Our Coffee — Kāfæ Mūl Cĥāng™
The northeastern tip of Thailand, a rural area north of Chiang Rai, near the border with Myanmar and Laos, is a place few westerners have ever seen. Here is where we get most of the beans for Kāfæ Mūl Cĥāng
™. The Doi Chang village is located in a mountainous region within the Chiang Rai province of northern Thailand. The hills are filled with over 8000 acres of coffee and are surrounded by lush, old-growth forest, fresh-flowing spring water and breathtaking mountain views. The area has an ideal climate and rich fertile soil. Doi Chang is one of the premium coffee growing regions of the world. Doi Chang’s production area comprises only 8ooo acres.
We researched the best hill tribe farmers. The Akka and Lisu produce the finest beans in Thailand. So we started the journey. It was hands-on every step. We put together a ‘dream team’ of coffee experts, farmers, top roast masters, experts in coffee health, etc.

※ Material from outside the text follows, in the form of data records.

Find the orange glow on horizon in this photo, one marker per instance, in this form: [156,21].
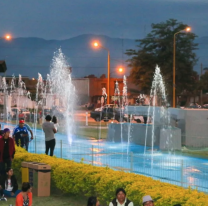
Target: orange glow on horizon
[95,44]
[7,37]
[120,69]
[188,29]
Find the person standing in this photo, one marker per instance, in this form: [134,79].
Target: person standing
[147,201]
[49,130]
[7,151]
[93,201]
[121,199]
[20,133]
[55,121]
[1,131]
[24,198]
[27,138]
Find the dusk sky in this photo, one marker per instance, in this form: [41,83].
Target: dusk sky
[62,19]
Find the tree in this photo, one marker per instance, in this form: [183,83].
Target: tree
[103,76]
[157,49]
[203,83]
[90,76]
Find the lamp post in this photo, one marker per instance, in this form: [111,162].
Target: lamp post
[174,51]
[7,37]
[96,44]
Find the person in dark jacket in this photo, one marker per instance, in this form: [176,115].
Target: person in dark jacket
[7,151]
[8,184]
[121,199]
[1,131]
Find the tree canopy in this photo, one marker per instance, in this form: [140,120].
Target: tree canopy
[157,49]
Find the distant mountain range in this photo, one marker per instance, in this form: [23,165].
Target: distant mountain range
[28,56]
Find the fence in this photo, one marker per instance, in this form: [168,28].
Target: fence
[181,171]
[175,169]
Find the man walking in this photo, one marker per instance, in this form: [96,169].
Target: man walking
[7,151]
[27,138]
[20,133]
[49,130]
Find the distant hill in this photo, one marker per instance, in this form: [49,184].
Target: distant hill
[28,56]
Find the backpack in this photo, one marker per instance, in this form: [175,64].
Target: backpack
[115,203]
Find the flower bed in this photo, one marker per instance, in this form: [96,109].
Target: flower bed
[83,179]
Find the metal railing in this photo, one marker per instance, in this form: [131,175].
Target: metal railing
[184,171]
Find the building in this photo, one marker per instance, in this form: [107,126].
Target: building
[90,89]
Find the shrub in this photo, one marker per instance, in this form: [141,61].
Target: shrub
[79,178]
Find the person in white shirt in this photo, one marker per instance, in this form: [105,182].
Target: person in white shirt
[121,199]
[147,201]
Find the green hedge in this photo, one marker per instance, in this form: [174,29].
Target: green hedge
[82,179]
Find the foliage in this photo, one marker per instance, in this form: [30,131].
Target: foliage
[157,49]
[90,76]
[82,179]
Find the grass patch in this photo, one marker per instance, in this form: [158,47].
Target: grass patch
[195,152]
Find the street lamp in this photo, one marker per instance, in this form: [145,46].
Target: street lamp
[96,44]
[174,51]
[7,37]
[120,69]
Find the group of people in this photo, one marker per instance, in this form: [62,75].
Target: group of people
[20,136]
[9,188]
[122,200]
[8,181]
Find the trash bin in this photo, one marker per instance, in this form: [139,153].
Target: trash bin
[39,176]
[40,179]
[25,171]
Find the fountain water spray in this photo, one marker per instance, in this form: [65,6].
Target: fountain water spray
[63,91]
[158,98]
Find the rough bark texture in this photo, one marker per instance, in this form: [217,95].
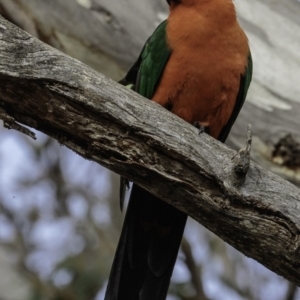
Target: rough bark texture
[108,36]
[102,121]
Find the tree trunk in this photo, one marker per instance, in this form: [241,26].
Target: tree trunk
[105,122]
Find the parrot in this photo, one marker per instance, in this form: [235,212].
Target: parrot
[198,65]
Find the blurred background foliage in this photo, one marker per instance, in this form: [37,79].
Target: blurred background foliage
[60,222]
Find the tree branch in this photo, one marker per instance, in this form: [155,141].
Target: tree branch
[105,122]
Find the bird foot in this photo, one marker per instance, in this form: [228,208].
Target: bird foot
[201,128]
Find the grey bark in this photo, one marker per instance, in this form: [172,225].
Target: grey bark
[107,123]
[108,36]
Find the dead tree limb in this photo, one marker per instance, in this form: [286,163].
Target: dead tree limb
[103,121]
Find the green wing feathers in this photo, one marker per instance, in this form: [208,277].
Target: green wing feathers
[154,58]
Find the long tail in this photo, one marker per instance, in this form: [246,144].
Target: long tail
[147,249]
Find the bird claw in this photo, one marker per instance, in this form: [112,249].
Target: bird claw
[201,128]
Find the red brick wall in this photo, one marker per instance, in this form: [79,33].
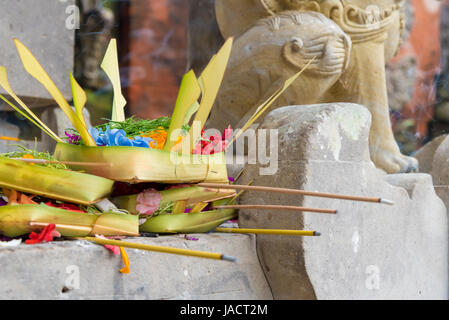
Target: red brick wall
[156,59]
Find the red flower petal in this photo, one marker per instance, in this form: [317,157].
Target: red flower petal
[46,235]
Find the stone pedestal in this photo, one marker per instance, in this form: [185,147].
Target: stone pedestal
[82,270]
[366,250]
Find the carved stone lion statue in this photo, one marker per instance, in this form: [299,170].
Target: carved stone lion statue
[350,42]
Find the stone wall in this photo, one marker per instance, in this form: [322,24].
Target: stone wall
[48,32]
[157,55]
[367,250]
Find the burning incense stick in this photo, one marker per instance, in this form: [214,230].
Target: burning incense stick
[275,207]
[73,163]
[294,191]
[270,231]
[148,247]
[9,138]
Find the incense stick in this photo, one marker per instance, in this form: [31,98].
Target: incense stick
[295,191]
[270,231]
[275,207]
[148,247]
[83,228]
[9,138]
[74,163]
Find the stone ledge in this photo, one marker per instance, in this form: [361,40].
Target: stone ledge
[40,271]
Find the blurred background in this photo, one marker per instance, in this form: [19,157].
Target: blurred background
[160,40]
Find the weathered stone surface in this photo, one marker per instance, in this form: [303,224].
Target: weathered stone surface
[48,271]
[367,250]
[426,154]
[44,31]
[11,130]
[440,169]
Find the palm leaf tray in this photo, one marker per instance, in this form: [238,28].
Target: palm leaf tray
[102,166]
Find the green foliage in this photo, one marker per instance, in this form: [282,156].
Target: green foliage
[22,151]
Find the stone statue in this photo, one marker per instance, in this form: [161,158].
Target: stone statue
[350,41]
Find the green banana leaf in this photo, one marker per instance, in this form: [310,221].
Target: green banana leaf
[192,194]
[134,164]
[17,220]
[187,222]
[65,185]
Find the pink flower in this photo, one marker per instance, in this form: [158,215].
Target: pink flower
[114,249]
[148,201]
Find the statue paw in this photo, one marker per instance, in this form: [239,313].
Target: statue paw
[394,162]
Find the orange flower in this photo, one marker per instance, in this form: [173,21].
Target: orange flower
[159,136]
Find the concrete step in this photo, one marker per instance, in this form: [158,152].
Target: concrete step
[82,270]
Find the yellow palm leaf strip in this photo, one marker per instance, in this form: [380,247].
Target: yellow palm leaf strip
[125,260]
[275,207]
[179,206]
[33,67]
[4,83]
[267,104]
[189,92]
[9,138]
[296,191]
[163,249]
[27,117]
[198,207]
[79,98]
[111,68]
[210,79]
[281,232]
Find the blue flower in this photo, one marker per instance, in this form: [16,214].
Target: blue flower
[117,137]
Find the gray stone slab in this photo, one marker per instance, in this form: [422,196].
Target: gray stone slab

Our very special coffee is never mass-produced. There is a limit to production, which is largely determined by the elephants. It takes about ten thousand cherries (35 kilos) to produce one kilo of Kāfæ Mūl Cĥāng
™.
Well-known and highly respected, they are certified organic farms. And our purchases are above and beyond fair trade — the farmers are paid for their beans in excess of the price recom-mended by the fair trade organization.
We wanted to form a strategic alliance between hill tribes to produce a coffee for highly-educated drinkers and provide the best possible quality as we go forward. This is organic, direct-trade, single origin
coffee.
Only the ripest, reddest coffee cherries are selected. We only use the ages-old, natural drying process, which is increasingly rare. Most coffee today is put through a fermentation process to clean the bean off the pulp, using substantial amounts of energy, and then the beans are washed, using large quantities of water.
The most sustainable way of processing coffee, the oldest method, takes little water at all. We leave the cherries on the bean and dry them in the sun, usually on raised beds. The defective beans are sorted out by hand. Only the highest
quality and most-flavorful beans remain.
The beauty of these coffee cherries is stunning. Sun-dried natural coffees look and taste drastically different than washed coffees.
The elephants eat the berries (see
Our Elephants) for their fleshy pulp, which is broken down in their digestive tract.
This digestion also changes the chemistry of the bean.
The theory is the elephants proteolytic enzymes seep into the beans, making shorter peptides and more free amino acids. Then the beans are defecated.
Several researchers have examined the process in which the animals stomach acids and enzymes digest the beans’ covering and ferment the beans.
Research by food scientist Massimo Marcone at the University of Guelph in Ontario, Canada showed that the animals’ endogeneous digestive secretions seep into the beans. These secretions carry proteolytic enzymes which break down the beans’ protein acids, yielding shorter peptides and more free amino acids.
After gathering, thorough washing, another sun-drying, and finally roasting, these beans yield an aromatic coffee with less bitterness. This coffee is widely noted as the most expensive coffee in the world, with prices reaching $1200/kilo.
This is sustainable agriculture, the ultimate in recycling (dung also makes paper, coffee, fertilizer and energy).
Kāfæ Mūl Cĥāng™ — one-hundred percent genuine elephant dung coffee, the ultimate lifestyle experience for the gourmet coffee connoisseur — a superbly exotic brew.
At Kāfæ Mūl Cĥāng we take our love of Mother Earth seriously. Our process is as eco-friendly as we can make it. We even use the remaining dung for paper and fertilizer; the coffee remnants are used to make soap and other products and the remains are composted — nothing goes to waste.